Dienstag, 17. Oktober 2017

Das Böse ist immer und überall

"Hier ist jeder Pharisäismus höchst unangebracht, in dem sich die eine Nation gegenüber der andern wiegen mag. Geben wir es doch nur zu: jeder Mensch, und jeder einzelne genau so wie jedes einzelne Volk, «ist» schlechterdings «in Begleitung» des Bösen. Und diese Begleitung ist wahrhaftig, um es musika­lisch auszudrücken, eine «obligate» Begleitung:  Das Böse ist ubiquitär! Und sofern wir gerade in den letzten Jahren gesehen haben, zu was allem der Mensch fähig ist, so haben wir auch gelernt, daß dazu jeder einzelne fähig ist. Gewiß, nicht in jedem wird das Böse Wirklichkeit; aber in jedem ist es angelegt zu­mindest als Möglichkeit; und als Möglichkeit war das Böse nicht nur in jedem, sondern als Möglichkeit ist es auch und bleibt es auch in jedem. Glauben wir nur das nicht: daß der Teufel eine Nation gepachtet hat oder daß er irgendeine Partei mono­polisiert hat. Und auch der irrt, der da meinte, der National­sozialismus sei es gewesen, der das Böse erst geschaffen habe: dies hieße den Nationalsozialismus überschätzen; denn er war nicht schöpferisch - nicht einmal im Bösen. Der Nationalsozia­lismus hat das Böse nicht erst geschaffen: er hat es nur geför­dert - wie vielleicht kein System zuvor: gefördert durch eine negative Auslese, die er betrieb, und durch die «fortzeugend Böses gebärende» Macht des bösen Vorbildes. 
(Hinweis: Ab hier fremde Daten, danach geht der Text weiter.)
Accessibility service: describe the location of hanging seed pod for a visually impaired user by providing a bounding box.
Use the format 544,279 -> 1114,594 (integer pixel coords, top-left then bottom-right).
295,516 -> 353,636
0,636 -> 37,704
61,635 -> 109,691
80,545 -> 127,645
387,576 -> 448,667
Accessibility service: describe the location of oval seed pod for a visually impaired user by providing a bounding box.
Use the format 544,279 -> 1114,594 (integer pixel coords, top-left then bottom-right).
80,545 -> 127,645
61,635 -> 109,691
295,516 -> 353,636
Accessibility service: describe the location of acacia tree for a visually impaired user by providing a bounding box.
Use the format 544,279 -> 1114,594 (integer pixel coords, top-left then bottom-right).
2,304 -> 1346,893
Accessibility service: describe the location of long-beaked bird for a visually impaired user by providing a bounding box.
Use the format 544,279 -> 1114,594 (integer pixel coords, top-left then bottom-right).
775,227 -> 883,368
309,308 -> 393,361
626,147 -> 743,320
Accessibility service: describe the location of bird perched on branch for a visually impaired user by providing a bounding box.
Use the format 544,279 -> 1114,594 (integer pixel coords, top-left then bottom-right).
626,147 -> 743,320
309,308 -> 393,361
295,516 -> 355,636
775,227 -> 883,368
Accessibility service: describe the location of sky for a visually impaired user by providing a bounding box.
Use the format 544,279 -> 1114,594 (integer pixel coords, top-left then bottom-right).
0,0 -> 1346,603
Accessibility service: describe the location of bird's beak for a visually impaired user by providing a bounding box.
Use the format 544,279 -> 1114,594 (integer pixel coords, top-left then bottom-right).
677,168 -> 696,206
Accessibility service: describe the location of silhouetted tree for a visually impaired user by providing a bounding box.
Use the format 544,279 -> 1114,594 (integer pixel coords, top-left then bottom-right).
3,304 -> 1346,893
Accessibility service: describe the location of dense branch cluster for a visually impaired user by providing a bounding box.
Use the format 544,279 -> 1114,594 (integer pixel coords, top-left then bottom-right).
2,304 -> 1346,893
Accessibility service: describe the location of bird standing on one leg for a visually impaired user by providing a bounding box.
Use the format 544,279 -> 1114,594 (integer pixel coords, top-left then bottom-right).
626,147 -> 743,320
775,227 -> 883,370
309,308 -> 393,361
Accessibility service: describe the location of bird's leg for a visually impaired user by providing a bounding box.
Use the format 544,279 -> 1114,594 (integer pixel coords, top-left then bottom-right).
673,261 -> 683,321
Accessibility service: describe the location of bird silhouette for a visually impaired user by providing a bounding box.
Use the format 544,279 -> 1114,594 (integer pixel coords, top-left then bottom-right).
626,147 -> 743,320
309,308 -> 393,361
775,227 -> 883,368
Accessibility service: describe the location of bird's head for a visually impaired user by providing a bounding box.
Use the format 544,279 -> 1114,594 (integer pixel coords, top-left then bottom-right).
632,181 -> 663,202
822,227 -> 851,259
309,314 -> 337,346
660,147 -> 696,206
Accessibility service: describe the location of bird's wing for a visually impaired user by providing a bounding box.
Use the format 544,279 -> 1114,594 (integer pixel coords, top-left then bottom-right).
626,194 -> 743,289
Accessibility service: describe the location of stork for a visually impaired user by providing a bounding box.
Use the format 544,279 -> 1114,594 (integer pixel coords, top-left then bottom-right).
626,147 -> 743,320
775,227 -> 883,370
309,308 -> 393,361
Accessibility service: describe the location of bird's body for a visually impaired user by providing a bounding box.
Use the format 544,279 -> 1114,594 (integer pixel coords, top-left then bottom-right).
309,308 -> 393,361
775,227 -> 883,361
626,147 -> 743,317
Aber sollen wir nun den Spieß umkehren? Sollen wir nun «dasselbe in Grün» machen oder, wie man eigentlich sagen müßte, das Braune in Schwarz oder Rot? Sollen wir dasselbe und immer wieder dasselbe tun und nur die Vorzeichen ändern? - Ich kenne einen Jungen, der einmal gefragt wurde, ob er sich nicht von einem alkoholischen Getränk bedienen wolle; und in seiner sprachlichen Unbeholfenheit meinte dieser Junge: «Danke, nein, ich bin ein - Antisemit von Alkohol.» So etwa mutet einen so mancher Ismus von heute an: man ist zwar vielleicht nicht mehr ein Antisemit im eigentlichen, ursprünglichen Sinne, man ist also nicht mehr ein Antisemit von «Semiten», aber dafür ist man ein «Antisemit» von irgend etwas anderem. Mit den glei­chen Mitteln, deren System man doch zu bekämpfen vorgibt, will man das System selber bekämpfen. Daraus aber ergibt sich ein innerer Widerspruch, nicht unähnlich dem, den etwa ein «Verein der - Gegner der Vereinsmeierei» enthielte. Und sag­ten wir vorhin, nur das Vorzeichen sei ein anderes, dann könn­ten wir mit ebenso viel Recht jetzt sagen: die Vorsilbe ist die gleiche geblieben - nämlich das «Anti»!"